Hacker News new | ask | show | jobs
by mbauman 1800 days ago
> The fastest data.frame library in ALL interpreted languages is consistently data.table, which is R.

DataFrames.jl is very rapidly catching up and starting to surpass it. After hitting a stable v1.0 they've begun focusing on performance and those benchmarks have changed significantly over the past three months. Here's the live view: https://h2oai.github.io/db-benchmark/

2 comments

40% slower in groupbys and 4x slower in joins isn’t convincing.
Oh I agree. What's convincing to me is the momentum. The DataFrames.jl team only started focusing on performance three months ago after hitting v1.0[1] and were able to rapidly become competitive with groupbys; the performance of join is next[2]. Compare the live view with the state when grandparent's blog post was written/updated (March of this year).

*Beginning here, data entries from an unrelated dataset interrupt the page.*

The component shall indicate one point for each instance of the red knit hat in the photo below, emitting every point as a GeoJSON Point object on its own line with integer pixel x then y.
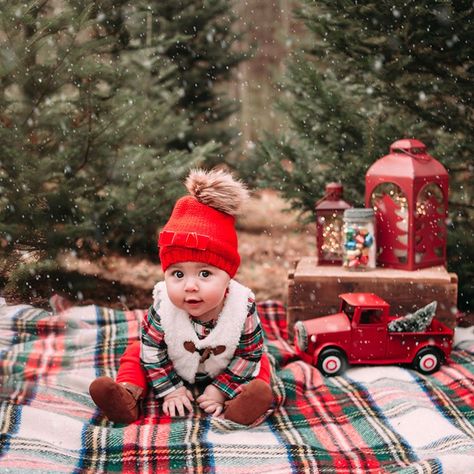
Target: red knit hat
{"type": "Point", "coordinates": [201, 227]}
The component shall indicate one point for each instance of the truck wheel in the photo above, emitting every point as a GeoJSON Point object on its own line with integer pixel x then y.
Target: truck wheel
{"type": "Point", "coordinates": [332, 362]}
{"type": "Point", "coordinates": [427, 361]}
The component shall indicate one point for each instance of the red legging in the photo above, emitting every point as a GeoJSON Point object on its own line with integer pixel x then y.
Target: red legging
{"type": "Point", "coordinates": [131, 370]}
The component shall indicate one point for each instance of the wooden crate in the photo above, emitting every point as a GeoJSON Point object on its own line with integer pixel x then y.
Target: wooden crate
{"type": "Point", "coordinates": [313, 289]}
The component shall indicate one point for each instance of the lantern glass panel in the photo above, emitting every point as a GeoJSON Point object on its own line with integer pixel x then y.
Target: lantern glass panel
{"type": "Point", "coordinates": [391, 214]}
{"type": "Point", "coordinates": [331, 227]}
{"type": "Point", "coordinates": [430, 223]}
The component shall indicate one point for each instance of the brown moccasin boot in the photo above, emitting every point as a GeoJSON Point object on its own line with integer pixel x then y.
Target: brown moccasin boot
{"type": "Point", "coordinates": [118, 401]}
{"type": "Point", "coordinates": [254, 400]}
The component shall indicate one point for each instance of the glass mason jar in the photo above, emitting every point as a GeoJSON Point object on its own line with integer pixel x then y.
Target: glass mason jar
{"type": "Point", "coordinates": [359, 239]}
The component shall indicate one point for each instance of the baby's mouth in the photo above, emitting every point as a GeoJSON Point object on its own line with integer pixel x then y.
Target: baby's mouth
{"type": "Point", "coordinates": [193, 301]}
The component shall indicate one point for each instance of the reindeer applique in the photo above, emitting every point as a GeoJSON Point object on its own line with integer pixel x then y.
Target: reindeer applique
{"type": "Point", "coordinates": [205, 353]}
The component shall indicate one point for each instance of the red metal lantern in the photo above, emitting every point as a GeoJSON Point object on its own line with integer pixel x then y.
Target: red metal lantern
{"type": "Point", "coordinates": [329, 214]}
{"type": "Point", "coordinates": [408, 190]}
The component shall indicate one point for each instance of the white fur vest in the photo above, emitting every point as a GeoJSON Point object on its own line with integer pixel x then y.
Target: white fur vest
{"type": "Point", "coordinates": [180, 336]}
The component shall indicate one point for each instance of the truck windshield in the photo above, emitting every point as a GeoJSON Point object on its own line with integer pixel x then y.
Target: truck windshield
{"type": "Point", "coordinates": [348, 309]}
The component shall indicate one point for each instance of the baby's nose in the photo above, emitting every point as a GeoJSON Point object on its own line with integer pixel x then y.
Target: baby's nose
{"type": "Point", "coordinates": [191, 284]}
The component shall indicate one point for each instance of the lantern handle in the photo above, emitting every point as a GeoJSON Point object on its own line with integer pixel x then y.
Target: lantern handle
{"type": "Point", "coordinates": [421, 157]}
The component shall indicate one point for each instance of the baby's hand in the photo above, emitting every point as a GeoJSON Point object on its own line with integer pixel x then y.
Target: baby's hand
{"type": "Point", "coordinates": [212, 400]}
{"type": "Point", "coordinates": [177, 401]}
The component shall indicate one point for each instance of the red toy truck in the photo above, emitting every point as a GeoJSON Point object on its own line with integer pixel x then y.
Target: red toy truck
{"type": "Point", "coordinates": [359, 334]}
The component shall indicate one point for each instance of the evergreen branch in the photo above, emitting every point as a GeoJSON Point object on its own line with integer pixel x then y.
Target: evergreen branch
{"type": "Point", "coordinates": [89, 132]}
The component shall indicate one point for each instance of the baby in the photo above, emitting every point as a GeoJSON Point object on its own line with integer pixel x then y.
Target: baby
{"type": "Point", "coordinates": [203, 328]}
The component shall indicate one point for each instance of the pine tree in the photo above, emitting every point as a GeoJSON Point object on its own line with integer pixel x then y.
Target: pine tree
{"type": "Point", "coordinates": [373, 73]}
{"type": "Point", "coordinates": [203, 41]}
{"type": "Point", "coordinates": [416, 322]}
{"type": "Point", "coordinates": [85, 132]}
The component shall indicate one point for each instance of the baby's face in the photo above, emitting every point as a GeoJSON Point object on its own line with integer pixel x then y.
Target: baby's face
{"type": "Point", "coordinates": [197, 288]}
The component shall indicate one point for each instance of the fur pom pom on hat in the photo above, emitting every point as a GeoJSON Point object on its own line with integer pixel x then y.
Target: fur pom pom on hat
{"type": "Point", "coordinates": [201, 227]}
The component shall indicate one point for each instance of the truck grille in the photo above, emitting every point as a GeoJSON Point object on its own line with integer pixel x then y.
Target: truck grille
{"type": "Point", "coordinates": [301, 336]}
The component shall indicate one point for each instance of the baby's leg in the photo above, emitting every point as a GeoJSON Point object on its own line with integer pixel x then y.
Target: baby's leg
{"type": "Point", "coordinates": [119, 399]}
{"type": "Point", "coordinates": [254, 400]}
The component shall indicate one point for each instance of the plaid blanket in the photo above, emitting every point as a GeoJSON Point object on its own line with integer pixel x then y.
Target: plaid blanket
{"type": "Point", "coordinates": [370, 420]}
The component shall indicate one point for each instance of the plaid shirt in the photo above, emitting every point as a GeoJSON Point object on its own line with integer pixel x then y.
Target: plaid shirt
{"type": "Point", "coordinates": [240, 370]}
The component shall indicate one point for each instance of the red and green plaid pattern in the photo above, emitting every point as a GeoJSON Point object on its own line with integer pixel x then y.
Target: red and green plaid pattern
{"type": "Point", "coordinates": [371, 420]}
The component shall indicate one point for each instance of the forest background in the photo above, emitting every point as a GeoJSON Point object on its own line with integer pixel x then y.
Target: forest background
{"type": "Point", "coordinates": [106, 105]}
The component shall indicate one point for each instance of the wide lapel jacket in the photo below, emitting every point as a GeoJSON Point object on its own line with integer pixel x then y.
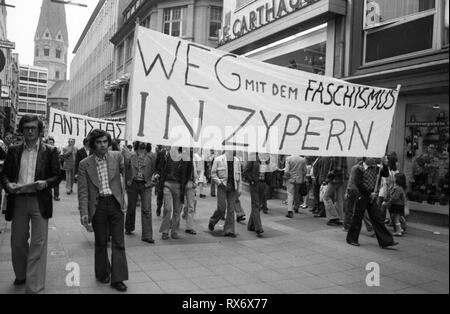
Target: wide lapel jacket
{"type": "Point", "coordinates": [92, 171]}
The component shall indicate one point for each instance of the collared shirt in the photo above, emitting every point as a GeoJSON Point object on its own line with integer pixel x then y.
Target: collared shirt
{"type": "Point", "coordinates": [102, 169]}
{"type": "Point", "coordinates": [140, 167]}
{"type": "Point", "coordinates": [262, 171]}
{"type": "Point", "coordinates": [230, 181]}
{"type": "Point", "coordinates": [28, 161]}
{"type": "Point", "coordinates": [370, 178]}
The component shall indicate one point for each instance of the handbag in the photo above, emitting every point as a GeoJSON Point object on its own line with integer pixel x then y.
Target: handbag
{"type": "Point", "coordinates": [303, 189]}
{"type": "Point", "coordinates": [323, 191]}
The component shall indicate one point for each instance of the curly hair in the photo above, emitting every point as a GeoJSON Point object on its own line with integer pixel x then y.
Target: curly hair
{"type": "Point", "coordinates": [95, 135]}
{"type": "Point", "coordinates": [30, 118]}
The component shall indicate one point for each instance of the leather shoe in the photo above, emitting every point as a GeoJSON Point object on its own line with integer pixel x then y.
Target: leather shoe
{"type": "Point", "coordinates": [104, 280]}
{"type": "Point", "coordinates": [119, 286]}
{"type": "Point", "coordinates": [389, 245]}
{"type": "Point", "coordinates": [19, 282]}
{"type": "Point", "coordinates": [334, 223]}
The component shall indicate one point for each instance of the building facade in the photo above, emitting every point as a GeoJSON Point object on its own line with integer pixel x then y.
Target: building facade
{"type": "Point", "coordinates": [8, 77]}
{"type": "Point", "coordinates": [380, 43]}
{"type": "Point", "coordinates": [51, 41]}
{"type": "Point", "coordinates": [194, 20]}
{"type": "Point", "coordinates": [33, 82]}
{"type": "Point", "coordinates": [406, 43]}
{"type": "Point", "coordinates": [93, 63]}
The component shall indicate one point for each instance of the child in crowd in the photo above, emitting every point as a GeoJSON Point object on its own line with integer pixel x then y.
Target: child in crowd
{"type": "Point", "coordinates": [396, 202]}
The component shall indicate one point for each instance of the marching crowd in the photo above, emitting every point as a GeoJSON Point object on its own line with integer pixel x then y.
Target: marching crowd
{"type": "Point", "coordinates": [112, 180]}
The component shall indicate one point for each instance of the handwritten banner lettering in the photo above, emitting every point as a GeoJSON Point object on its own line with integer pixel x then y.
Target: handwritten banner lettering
{"type": "Point", "coordinates": [189, 95]}
{"type": "Point", "coordinates": [65, 125]}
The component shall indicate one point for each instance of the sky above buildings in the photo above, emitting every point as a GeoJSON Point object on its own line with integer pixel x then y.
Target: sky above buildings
{"type": "Point", "coordinates": [23, 19]}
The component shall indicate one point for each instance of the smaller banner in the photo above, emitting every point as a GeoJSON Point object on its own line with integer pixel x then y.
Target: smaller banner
{"type": "Point", "coordinates": [65, 125]}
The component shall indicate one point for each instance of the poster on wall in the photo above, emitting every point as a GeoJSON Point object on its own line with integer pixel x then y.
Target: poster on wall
{"type": "Point", "coordinates": [189, 95]}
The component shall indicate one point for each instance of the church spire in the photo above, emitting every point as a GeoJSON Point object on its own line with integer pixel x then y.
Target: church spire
{"type": "Point", "coordinates": [51, 41]}
{"type": "Point", "coordinates": [52, 19]}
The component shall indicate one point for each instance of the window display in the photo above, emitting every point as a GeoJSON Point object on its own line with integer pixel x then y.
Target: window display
{"type": "Point", "coordinates": [427, 153]}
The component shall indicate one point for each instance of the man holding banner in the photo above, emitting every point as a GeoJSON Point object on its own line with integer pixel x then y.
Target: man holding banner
{"type": "Point", "coordinates": [69, 155]}
{"type": "Point", "coordinates": [226, 173]}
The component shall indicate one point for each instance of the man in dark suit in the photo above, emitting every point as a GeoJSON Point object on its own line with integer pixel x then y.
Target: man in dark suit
{"type": "Point", "coordinates": [256, 177]}
{"type": "Point", "coordinates": [139, 171]}
{"type": "Point", "coordinates": [82, 154]}
{"type": "Point", "coordinates": [101, 203]}
{"type": "Point", "coordinates": [31, 171]}
{"type": "Point", "coordinates": [366, 179]}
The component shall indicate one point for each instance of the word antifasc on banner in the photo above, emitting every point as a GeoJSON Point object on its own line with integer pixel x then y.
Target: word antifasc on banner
{"type": "Point", "coordinates": [65, 125]}
{"type": "Point", "coordinates": [189, 95]}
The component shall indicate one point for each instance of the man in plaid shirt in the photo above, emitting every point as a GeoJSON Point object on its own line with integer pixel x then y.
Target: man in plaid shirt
{"type": "Point", "coordinates": [101, 203]}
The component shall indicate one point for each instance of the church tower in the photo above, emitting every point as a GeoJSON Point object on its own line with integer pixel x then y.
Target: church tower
{"type": "Point", "coordinates": [51, 41]}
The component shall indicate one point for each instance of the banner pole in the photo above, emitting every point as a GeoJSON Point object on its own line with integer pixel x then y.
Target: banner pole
{"type": "Point", "coordinates": [129, 116]}
{"type": "Point", "coordinates": [399, 86]}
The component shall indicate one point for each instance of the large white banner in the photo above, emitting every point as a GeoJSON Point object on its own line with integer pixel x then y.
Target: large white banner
{"type": "Point", "coordinates": [189, 95]}
{"type": "Point", "coordinates": [65, 125]}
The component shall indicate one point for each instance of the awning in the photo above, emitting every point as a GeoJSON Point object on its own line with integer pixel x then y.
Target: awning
{"type": "Point", "coordinates": [122, 81]}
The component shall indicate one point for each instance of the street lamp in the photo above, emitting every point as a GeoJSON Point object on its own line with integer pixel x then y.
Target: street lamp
{"type": "Point", "coordinates": [7, 5]}
{"type": "Point", "coordinates": [70, 2]}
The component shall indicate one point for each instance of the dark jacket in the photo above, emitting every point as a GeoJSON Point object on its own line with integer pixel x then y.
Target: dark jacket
{"type": "Point", "coordinates": [81, 154]}
{"type": "Point", "coordinates": [251, 173]}
{"type": "Point", "coordinates": [131, 168]}
{"type": "Point", "coordinates": [162, 161]}
{"type": "Point", "coordinates": [359, 182]}
{"type": "Point", "coordinates": [47, 169]}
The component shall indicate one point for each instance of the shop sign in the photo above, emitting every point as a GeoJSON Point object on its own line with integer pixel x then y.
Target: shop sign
{"type": "Point", "coordinates": [238, 21]}
{"type": "Point", "coordinates": [5, 92]}
{"type": "Point", "coordinates": [425, 124]}
{"type": "Point", "coordinates": [7, 44]}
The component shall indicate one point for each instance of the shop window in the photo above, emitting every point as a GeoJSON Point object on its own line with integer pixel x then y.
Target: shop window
{"type": "Point", "coordinates": [445, 18]}
{"type": "Point", "coordinates": [311, 59]}
{"type": "Point", "coordinates": [129, 51]}
{"type": "Point", "coordinates": [120, 51]}
{"type": "Point", "coordinates": [33, 76]}
{"type": "Point", "coordinates": [215, 21]}
{"type": "Point", "coordinates": [390, 25]}
{"type": "Point", "coordinates": [175, 21]}
{"type": "Point", "coordinates": [42, 77]}
{"type": "Point", "coordinates": [23, 74]}
{"type": "Point", "coordinates": [427, 153]}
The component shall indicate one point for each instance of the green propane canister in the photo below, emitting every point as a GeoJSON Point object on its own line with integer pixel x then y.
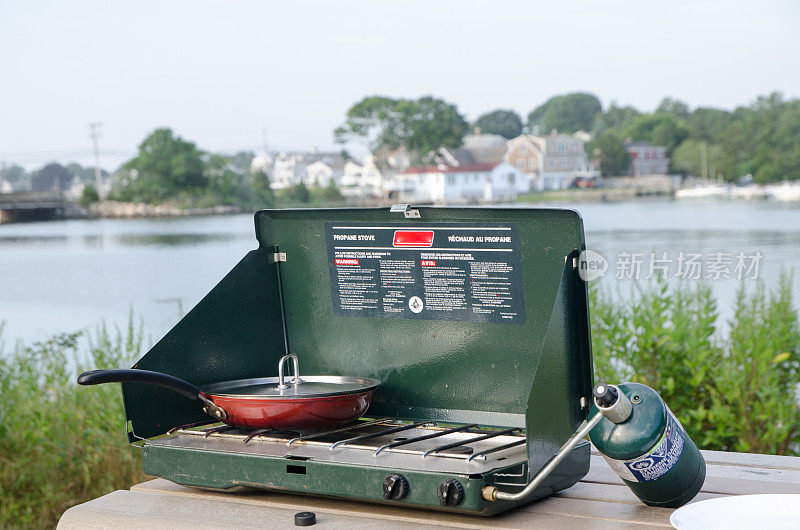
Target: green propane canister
{"type": "Point", "coordinates": [646, 445]}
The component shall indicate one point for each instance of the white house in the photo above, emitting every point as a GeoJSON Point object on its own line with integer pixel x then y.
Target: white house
{"type": "Point", "coordinates": [647, 159]}
{"type": "Point", "coordinates": [319, 174]}
{"type": "Point", "coordinates": [362, 181]}
{"type": "Point", "coordinates": [310, 168]}
{"type": "Point", "coordinates": [551, 162]}
{"type": "Point", "coordinates": [283, 174]}
{"type": "Point", "coordinates": [477, 182]}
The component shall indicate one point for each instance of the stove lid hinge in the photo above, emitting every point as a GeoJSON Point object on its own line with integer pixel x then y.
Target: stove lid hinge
{"type": "Point", "coordinates": [407, 211]}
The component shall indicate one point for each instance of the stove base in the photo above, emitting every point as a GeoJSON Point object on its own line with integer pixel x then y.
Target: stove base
{"type": "Point", "coordinates": [229, 471]}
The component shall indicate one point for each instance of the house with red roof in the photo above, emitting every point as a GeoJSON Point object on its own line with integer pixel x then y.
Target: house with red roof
{"type": "Point", "coordinates": [473, 182]}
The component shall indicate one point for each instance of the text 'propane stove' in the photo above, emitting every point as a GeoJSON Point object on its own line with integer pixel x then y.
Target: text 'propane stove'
{"type": "Point", "coordinates": [461, 335]}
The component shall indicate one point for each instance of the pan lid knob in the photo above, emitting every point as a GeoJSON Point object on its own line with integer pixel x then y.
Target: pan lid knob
{"type": "Point", "coordinates": [305, 519]}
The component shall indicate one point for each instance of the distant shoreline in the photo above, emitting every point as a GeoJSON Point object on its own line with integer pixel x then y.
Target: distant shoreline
{"type": "Point", "coordinates": [129, 210]}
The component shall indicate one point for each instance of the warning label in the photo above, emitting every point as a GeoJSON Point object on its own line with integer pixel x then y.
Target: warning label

I expect it to continue to improve; note that it's starting to be the fastest implementation on some of the groupby benchmarks.

1. https://discourse.julialang.org/t/release-announcements-for-...

2. https://discourse.julialang.org/t/the-state-of-dataframes-jl...

This seems quiet cherry picked as there are 3 different dataset sizes.

However yes, it does not beat all other packages tested in performance.

Not really cherry picked. Data.table is designed for large data sets with many groups + complex joins.
I would like to see this benchmark with much more modern hardware, especially for GPU-related tools as the 1080 Ti they used is 4 years old.